All of this is the reason I missed the Los Angeles BizTalk Server 2006 R2 launch event this week. I’m still bitter. However, I’m told that bets were made at the event as to whether I’d blog more or less while out on paternity leave in a week or two, so it’s nice to know they were thinking of me! Stay tuned.
Glad you said something – I’m undergoing the same kind of project at the same time, using the same methodology. The only thing I’m doing different is using the Data Access Block of the Enterprise Library. Smooth sailing so far, but I’m not load testing yet, either. I’ll follow up with some blog posts of my own and let you know what kind of progress I make.
Please do. And glad to see you blogging!
we had a similar problem with the SQL Server 2005 and found following: https://connect.microsoft.com/VisualStudio/feedback/ViewFeedback.aspx?FeedbackID=297084
Good article! I’m running into the same issue right now in our prod environment. I’ll give a try at your suggestions and let you know.
…again, thanks for the info
Hey Brian, if any of the above suggestions work, let me know.

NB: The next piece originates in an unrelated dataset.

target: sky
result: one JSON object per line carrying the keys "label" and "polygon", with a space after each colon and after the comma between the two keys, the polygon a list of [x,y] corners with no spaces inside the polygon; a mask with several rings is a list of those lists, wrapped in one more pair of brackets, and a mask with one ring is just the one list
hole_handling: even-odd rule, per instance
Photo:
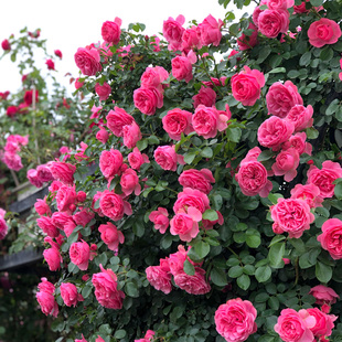
{"label": "sky", "polygon": [[[233,1],[232,1],[233,2]],[[232,10],[234,7],[228,7]],[[114,21],[116,17],[122,20],[121,28],[127,29],[131,22],[146,24],[146,34],[162,32],[163,21],[169,17],[185,17],[188,22],[195,19],[202,22],[212,14],[224,19],[225,10],[217,0],[15,0],[1,3],[0,42],[11,34],[19,35],[24,26],[29,31],[41,29],[41,38],[46,39],[49,53],[61,50],[63,58],[55,57],[57,79],[67,86],[66,73],[78,76],[74,54],[78,47],[101,41],[103,22]],[[237,15],[237,11],[234,10]],[[1,49],[1,47],[0,47]],[[2,53],[2,50],[0,51]],[[46,67],[45,60],[40,61],[41,68]],[[21,85],[18,68],[9,56],[0,61],[0,92],[17,92]],[[74,89],[74,88],[73,88]],[[72,89],[72,90],[73,90]]]}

I’ll let you know. One thing though, I cannot add the .NET Data Provider for Oracle counters in PerfMon, the add button for any counter is disabled. I can add various other counters however. If you ran into this I’d be interested in what you did.
Hi Brian, I am facing the same issue. Did you ever figure out how to add the .NET Data Provider for Oracle counters in PerfMon?
Thanks in advance
Nilesh, No I haven’t as this issue drifted off my radar screen back when we were talking about this. I’d still like to know why the counters are disabled though…
came across similar problems but found that disabling oracle odbc connection pooling seemed to fix things.